The NFL announced the initiative Friday, emphasizing its commitment to education, economic development and community and police relations. The league will provide funding to grassroots organizations, including Big Brothers Big Sisters of America and Operation HOPE, and will establish a digital learning curriculum for African-American history in 175 high schools.
The program was announced by the league and the Players Coalition, a group of players that claims to work for social justice, founded by Malcolm Jenkins and Anquan Boldin. But not every NFL baller is behind it.
Carolina Panthers safety Eric Reid, Los Angeles Chargers tackle Russell Okung, and New York Giants safety Michael Thomas all withdrew from the group shortly after its founding, claiming they weren’t consulted. An incensed Reid confronted Jenkins during the pre-game coin toss for the Panthers/Philadelphia Eagles game and had to be dragged away by teammates.
The Players Coalition was formed at the height of the national anthem protests last year. Negotiations between the league and the players resulted in an NFL promise to donate $100 million to charities and organizations that support law enforcement relationships with communities, criminal justice reform, and education reform.
“This launch involves new grants, new African-American history education programs in schools, grants with organizations we have not worked with before and who are doing the work on the ground, and PSAs on broadcasts beginning with this weekend’s playoff games,” said Anna Isaacson, the NFL’s senior vice president of social responsibility.
“You have to really take the time to understand the topic, you can’t just dive in. We really took the time to meet with and talk to advocates and community leaders and to decide the most important aspects to focus on under the broad social justice umbrella.”
The NFL donated $8.5 million in 2018, plus an additional $2 million for NFL Foundation grants for clubs, former players and active players. That will increase to $12 million this year, but does not include funds raised by clubs and players as part of a social justice matching funds program run by the individual teams.
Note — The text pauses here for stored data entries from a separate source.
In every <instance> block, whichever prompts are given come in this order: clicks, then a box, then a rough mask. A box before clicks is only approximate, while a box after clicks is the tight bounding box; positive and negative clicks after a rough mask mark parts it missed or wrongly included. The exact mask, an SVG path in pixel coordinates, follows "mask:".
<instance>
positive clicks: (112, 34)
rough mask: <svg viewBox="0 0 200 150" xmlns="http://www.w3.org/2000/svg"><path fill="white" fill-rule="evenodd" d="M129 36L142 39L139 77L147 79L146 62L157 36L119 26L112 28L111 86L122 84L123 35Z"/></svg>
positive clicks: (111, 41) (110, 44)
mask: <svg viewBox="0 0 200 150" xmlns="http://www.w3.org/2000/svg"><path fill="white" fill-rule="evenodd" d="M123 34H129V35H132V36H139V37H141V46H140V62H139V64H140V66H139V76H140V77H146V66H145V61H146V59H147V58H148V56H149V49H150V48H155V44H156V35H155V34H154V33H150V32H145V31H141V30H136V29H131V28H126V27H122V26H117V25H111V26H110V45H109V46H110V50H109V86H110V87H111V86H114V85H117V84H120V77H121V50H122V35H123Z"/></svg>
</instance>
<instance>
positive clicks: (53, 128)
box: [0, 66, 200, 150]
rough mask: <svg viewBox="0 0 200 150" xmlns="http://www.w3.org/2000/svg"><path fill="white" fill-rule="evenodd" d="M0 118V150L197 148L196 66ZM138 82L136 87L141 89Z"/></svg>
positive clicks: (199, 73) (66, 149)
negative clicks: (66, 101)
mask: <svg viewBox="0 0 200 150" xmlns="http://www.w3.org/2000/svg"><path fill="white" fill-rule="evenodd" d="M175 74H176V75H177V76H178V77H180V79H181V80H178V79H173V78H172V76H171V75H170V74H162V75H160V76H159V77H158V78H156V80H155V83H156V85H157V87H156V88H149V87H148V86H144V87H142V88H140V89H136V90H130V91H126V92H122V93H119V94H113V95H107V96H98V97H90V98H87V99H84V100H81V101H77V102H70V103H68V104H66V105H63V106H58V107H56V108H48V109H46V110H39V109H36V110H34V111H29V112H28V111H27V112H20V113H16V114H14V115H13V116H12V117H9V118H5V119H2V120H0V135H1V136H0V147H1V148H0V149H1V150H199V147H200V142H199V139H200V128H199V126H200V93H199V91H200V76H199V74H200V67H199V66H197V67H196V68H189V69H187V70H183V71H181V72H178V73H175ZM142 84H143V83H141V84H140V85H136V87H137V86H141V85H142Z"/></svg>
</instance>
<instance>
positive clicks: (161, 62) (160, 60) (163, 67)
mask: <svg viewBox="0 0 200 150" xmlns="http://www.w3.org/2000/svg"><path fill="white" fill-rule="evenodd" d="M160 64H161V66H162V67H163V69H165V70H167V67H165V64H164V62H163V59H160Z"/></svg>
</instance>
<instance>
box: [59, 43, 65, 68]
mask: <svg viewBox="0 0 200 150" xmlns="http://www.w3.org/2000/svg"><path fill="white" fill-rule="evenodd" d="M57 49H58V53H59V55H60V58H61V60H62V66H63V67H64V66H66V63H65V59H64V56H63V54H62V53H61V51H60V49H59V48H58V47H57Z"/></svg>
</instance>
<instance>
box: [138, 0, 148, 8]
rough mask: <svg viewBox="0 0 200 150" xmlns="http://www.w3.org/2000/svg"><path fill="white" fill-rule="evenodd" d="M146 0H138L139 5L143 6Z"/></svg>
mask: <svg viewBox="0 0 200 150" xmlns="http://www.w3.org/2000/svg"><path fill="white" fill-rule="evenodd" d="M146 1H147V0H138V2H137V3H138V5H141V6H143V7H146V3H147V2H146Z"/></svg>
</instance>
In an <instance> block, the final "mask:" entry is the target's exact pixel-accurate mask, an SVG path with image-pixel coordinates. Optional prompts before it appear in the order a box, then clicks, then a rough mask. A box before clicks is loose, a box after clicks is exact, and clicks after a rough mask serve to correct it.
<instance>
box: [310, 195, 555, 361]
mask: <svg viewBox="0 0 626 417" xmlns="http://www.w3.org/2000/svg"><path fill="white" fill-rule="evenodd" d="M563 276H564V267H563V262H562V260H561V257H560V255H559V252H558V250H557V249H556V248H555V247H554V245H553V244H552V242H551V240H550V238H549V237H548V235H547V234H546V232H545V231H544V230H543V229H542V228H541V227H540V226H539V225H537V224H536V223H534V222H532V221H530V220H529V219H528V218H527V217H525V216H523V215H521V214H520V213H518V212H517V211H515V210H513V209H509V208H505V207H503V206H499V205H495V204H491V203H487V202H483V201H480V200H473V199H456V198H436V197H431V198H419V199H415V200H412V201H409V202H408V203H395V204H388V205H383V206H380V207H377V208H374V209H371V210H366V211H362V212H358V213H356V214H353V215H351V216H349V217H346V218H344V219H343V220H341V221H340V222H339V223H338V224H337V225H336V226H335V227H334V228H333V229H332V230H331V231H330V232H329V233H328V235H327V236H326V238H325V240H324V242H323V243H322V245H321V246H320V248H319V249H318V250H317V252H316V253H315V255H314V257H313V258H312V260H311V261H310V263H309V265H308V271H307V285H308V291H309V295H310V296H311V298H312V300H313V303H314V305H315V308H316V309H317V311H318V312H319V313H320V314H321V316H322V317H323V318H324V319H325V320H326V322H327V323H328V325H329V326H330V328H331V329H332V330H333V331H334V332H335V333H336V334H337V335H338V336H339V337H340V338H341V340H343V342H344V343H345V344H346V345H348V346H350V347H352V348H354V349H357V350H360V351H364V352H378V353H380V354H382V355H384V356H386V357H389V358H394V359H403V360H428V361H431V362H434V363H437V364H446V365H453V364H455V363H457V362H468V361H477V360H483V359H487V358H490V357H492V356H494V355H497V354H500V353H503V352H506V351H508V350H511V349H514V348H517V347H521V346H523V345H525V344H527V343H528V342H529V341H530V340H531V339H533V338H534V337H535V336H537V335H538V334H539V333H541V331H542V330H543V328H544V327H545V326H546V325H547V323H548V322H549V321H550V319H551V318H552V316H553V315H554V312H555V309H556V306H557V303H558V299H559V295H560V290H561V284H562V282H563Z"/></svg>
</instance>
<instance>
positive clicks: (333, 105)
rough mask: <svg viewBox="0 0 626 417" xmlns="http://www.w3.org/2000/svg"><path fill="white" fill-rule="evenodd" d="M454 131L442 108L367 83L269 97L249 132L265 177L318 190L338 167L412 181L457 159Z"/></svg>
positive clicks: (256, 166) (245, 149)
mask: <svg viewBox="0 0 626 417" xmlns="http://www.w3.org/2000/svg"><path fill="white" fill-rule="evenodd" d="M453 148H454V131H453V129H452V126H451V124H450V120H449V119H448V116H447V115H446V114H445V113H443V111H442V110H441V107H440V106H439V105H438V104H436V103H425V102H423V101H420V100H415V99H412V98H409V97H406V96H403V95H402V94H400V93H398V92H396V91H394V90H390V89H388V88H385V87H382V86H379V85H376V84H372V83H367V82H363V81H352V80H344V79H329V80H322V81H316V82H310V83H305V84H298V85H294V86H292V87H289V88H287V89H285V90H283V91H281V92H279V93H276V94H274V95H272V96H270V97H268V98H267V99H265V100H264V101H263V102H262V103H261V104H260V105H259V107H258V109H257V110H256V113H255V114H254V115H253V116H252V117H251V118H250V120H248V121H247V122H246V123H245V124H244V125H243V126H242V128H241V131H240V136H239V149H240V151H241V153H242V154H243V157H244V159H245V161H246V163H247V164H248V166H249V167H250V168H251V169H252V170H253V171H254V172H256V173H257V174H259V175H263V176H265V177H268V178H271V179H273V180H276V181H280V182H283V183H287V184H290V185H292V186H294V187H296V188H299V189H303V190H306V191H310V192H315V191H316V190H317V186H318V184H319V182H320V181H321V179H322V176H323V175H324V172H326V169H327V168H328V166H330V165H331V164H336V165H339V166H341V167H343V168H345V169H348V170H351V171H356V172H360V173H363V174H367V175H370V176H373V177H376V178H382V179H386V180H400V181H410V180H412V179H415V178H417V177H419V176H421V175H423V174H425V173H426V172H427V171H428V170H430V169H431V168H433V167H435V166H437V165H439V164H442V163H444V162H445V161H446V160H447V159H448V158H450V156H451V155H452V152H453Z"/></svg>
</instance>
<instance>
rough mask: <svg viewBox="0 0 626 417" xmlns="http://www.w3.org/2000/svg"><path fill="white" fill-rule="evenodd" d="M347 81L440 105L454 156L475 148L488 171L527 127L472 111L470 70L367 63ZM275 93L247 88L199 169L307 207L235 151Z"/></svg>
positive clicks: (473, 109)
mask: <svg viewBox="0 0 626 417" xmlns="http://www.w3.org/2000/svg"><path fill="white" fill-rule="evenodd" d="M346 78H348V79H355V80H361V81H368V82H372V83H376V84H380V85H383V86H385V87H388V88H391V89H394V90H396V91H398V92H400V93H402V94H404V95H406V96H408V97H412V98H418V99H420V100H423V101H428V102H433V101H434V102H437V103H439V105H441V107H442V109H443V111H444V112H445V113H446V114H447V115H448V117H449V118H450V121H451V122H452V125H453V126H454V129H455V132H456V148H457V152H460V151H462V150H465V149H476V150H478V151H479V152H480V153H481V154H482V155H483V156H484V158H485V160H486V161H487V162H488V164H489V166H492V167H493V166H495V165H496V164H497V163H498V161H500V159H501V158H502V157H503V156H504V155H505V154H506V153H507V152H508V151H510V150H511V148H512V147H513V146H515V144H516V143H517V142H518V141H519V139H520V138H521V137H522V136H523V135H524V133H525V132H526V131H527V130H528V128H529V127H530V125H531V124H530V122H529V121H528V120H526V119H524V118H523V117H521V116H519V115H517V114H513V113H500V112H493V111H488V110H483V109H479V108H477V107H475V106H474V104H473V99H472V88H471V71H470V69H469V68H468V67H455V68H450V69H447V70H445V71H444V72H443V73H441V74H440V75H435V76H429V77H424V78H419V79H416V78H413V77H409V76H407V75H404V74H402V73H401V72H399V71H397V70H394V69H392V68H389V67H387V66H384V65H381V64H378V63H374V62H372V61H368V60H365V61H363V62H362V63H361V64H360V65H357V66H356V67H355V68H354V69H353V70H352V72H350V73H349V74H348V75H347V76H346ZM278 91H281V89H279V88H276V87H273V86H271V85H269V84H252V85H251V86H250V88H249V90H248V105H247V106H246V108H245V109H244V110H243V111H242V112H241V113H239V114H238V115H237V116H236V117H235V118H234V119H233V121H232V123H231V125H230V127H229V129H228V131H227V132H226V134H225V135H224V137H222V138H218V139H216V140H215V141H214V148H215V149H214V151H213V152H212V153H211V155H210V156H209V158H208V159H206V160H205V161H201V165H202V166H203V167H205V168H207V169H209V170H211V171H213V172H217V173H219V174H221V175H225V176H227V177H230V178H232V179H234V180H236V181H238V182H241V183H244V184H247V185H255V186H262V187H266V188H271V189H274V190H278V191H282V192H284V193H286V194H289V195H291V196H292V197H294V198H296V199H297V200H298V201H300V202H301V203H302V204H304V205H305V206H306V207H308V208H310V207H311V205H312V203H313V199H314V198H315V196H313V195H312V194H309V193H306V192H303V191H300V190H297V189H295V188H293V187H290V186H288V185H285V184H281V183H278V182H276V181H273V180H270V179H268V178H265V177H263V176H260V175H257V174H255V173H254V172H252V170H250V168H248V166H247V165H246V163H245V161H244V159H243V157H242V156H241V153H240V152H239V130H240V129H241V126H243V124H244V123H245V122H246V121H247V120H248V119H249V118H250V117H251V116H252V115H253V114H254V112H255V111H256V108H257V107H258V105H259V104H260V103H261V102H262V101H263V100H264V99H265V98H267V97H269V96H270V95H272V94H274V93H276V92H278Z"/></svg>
The national anthem kneeling that provoked fan, advertiser and sponsor outrage in some quarters has largely gone away this year, to the point where the few remaining players who protest complain that they aren’t getting coverage. Part of the resolution came from TV no longer covering the anthem, while the league took no position on the protests and decided it would not enforce any penalties. That decision came after a summer in which reports of penalties raised player ire.